It’s not really a law, not in a legal sense, but it is a law of nature just like gravity, and dropped toast lands butter side down. There is almost nothing you can do good or bad that won’t have unintended consequences. That doesn’t mean freeze in the deer in the headlight pose but it does mean that even the best ideas bear some thinking through before being enacted. Unless of course you’re being chased by a bear, then just run.
I’m an engineer, we’re known for looking for every conceivable thing that could possibly go wrong. Personally I think that’s a good way to live, but I understand that’s not a majority viewpoint.
I recently heard a discussion on why our K-12 education system is going down the tubes. I’ve been hearing the same old tired refrain for years and years: not enough money, crappy teachers, crappy students, crappy parents, crappy buildings, need I go on? But this was something I hadn’t heard before and it made so much sense I don’t know why I it isn’t talked about all the time (With the idea creating a solution of course.)
The gist of what this person said was, and I’m sorry I never caught who it was, is that at one point in time ( I think after WWII) the K-12 schools were full of women teachers who were highly educated and well qualified in their fields of study, but who couldn’t get the better paying, professional, “real” jobs. (You know, cuz they weren’t men.)
Now I’m a woman and an engineer, you will never tell me that it would be better if women were relegated to “women’s” jobs.
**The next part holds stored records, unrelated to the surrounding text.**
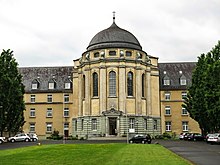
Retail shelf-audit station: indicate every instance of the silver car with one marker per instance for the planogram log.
(19, 137)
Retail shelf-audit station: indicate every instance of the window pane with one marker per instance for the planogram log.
(130, 84)
(143, 85)
(112, 83)
(95, 84)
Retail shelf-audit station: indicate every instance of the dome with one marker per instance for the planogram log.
(114, 37)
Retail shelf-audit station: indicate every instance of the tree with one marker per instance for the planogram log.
(11, 94)
(203, 99)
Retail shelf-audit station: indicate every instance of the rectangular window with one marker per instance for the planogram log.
(66, 112)
(66, 126)
(32, 127)
(128, 53)
(32, 98)
(66, 98)
(34, 86)
(49, 112)
(112, 53)
(67, 85)
(49, 127)
(32, 112)
(94, 124)
(51, 85)
(182, 81)
(145, 124)
(167, 110)
(168, 125)
(131, 123)
(49, 99)
(184, 95)
(167, 96)
(82, 124)
(185, 125)
(155, 124)
(184, 111)
(166, 82)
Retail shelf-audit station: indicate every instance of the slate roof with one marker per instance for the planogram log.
(44, 75)
(114, 37)
(174, 71)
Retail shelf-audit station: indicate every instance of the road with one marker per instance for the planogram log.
(199, 153)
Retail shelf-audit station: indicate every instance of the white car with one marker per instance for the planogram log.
(214, 138)
(2, 140)
(20, 137)
(33, 137)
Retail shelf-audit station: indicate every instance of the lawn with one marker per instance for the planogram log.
(92, 154)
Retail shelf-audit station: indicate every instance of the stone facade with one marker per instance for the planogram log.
(114, 89)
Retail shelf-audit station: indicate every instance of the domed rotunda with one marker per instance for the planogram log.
(115, 87)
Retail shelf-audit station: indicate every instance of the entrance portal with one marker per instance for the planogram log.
(112, 126)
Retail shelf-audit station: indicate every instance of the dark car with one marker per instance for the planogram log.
(195, 137)
(140, 139)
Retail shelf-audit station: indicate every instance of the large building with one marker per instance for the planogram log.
(115, 88)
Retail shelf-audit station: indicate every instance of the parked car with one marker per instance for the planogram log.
(141, 139)
(2, 140)
(195, 137)
(19, 137)
(181, 136)
(185, 137)
(33, 137)
(214, 138)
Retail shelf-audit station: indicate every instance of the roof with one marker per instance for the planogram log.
(173, 72)
(44, 75)
(114, 37)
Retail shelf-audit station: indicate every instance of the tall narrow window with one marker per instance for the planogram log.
(94, 124)
(32, 127)
(143, 85)
(32, 98)
(84, 87)
(112, 83)
(95, 84)
(66, 98)
(66, 112)
(131, 123)
(168, 125)
(130, 84)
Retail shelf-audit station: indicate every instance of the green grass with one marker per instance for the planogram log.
(92, 154)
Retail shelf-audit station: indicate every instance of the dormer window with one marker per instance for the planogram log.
(35, 84)
(182, 80)
(166, 80)
(52, 84)
(96, 54)
(128, 54)
(112, 53)
(68, 83)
But, perhaps if we had looked at what was happening we could have found a way to mitigate that unintended consequence of equal opportunity employment.
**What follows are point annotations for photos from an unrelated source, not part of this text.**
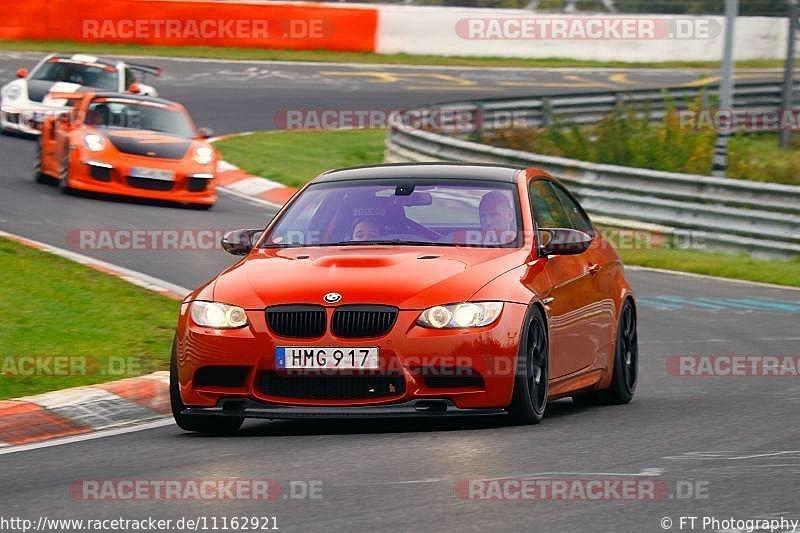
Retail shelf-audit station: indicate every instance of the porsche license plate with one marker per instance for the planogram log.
(153, 174)
(298, 357)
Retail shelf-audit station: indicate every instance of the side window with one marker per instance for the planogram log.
(548, 212)
(577, 216)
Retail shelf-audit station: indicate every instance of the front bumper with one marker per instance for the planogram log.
(411, 409)
(416, 364)
(191, 185)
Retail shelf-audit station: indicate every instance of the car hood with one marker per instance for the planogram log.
(148, 143)
(408, 277)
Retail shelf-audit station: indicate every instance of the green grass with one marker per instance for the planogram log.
(627, 138)
(295, 157)
(211, 52)
(779, 272)
(52, 307)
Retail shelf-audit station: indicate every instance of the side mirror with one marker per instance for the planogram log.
(240, 241)
(562, 241)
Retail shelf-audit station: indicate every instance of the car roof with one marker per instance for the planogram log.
(454, 171)
(84, 58)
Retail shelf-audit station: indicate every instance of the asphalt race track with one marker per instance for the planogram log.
(734, 439)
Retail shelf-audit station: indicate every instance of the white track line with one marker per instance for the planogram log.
(88, 436)
(400, 66)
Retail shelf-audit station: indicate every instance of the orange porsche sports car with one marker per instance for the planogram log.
(409, 290)
(128, 145)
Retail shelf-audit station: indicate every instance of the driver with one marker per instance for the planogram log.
(366, 229)
(496, 213)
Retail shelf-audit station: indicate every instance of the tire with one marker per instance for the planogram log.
(63, 182)
(626, 364)
(209, 424)
(38, 175)
(529, 400)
What would that better way have looked like? I don’t know but I’m sure it would have looked differently if it had been tackled early on instead of waiting until our school system was failing so badly. As Sandra Day O’Connor recently said on The Daily Show: “Only a third of Americans can even name the three branches of government….75% of Americans can name at least one of the American Idol judges.” She goes on to talk about how one of the unintended consequences of the “No Child Left Behind Act” (Every child left behind?) have discouraged schools from teaching civics and history as they are not on the national tests.
But going back before the monkey president to when our education system started failing, what happened? I’m not going to address that question today, what I’m thinking about is: when women started working in professional roles did anyone ever stop to ask “What were these women doing before?) Did we really just assume they had all been housewives? One day they were housewives, they next day magically they were doctors, lawyers, engineers, business women? It has to be obvious now that were becoming educated in these roles for years before they were able to actually step into them. It should be equally obvious that they didn’t all get married after college and lay around the house watching soap operas.
Whose job was it to notice this phenomenon? Well, no-one’s really. I guess that’s where I’m going, there are thinkers, that like/have to consider every possible thing that can happen about just about everything they know anything about. What do we do with these valuable people? Ignore them! Yep, ignore them. They’re always saying things like, “that bridge needs maintenance”, and “but if we do that, then this other thing might happen”, and other uncomfortable statements. Better to ignore them and then if something bad happens we say “well no-one could have predicted that”, but, of course, someone could have, and probably did.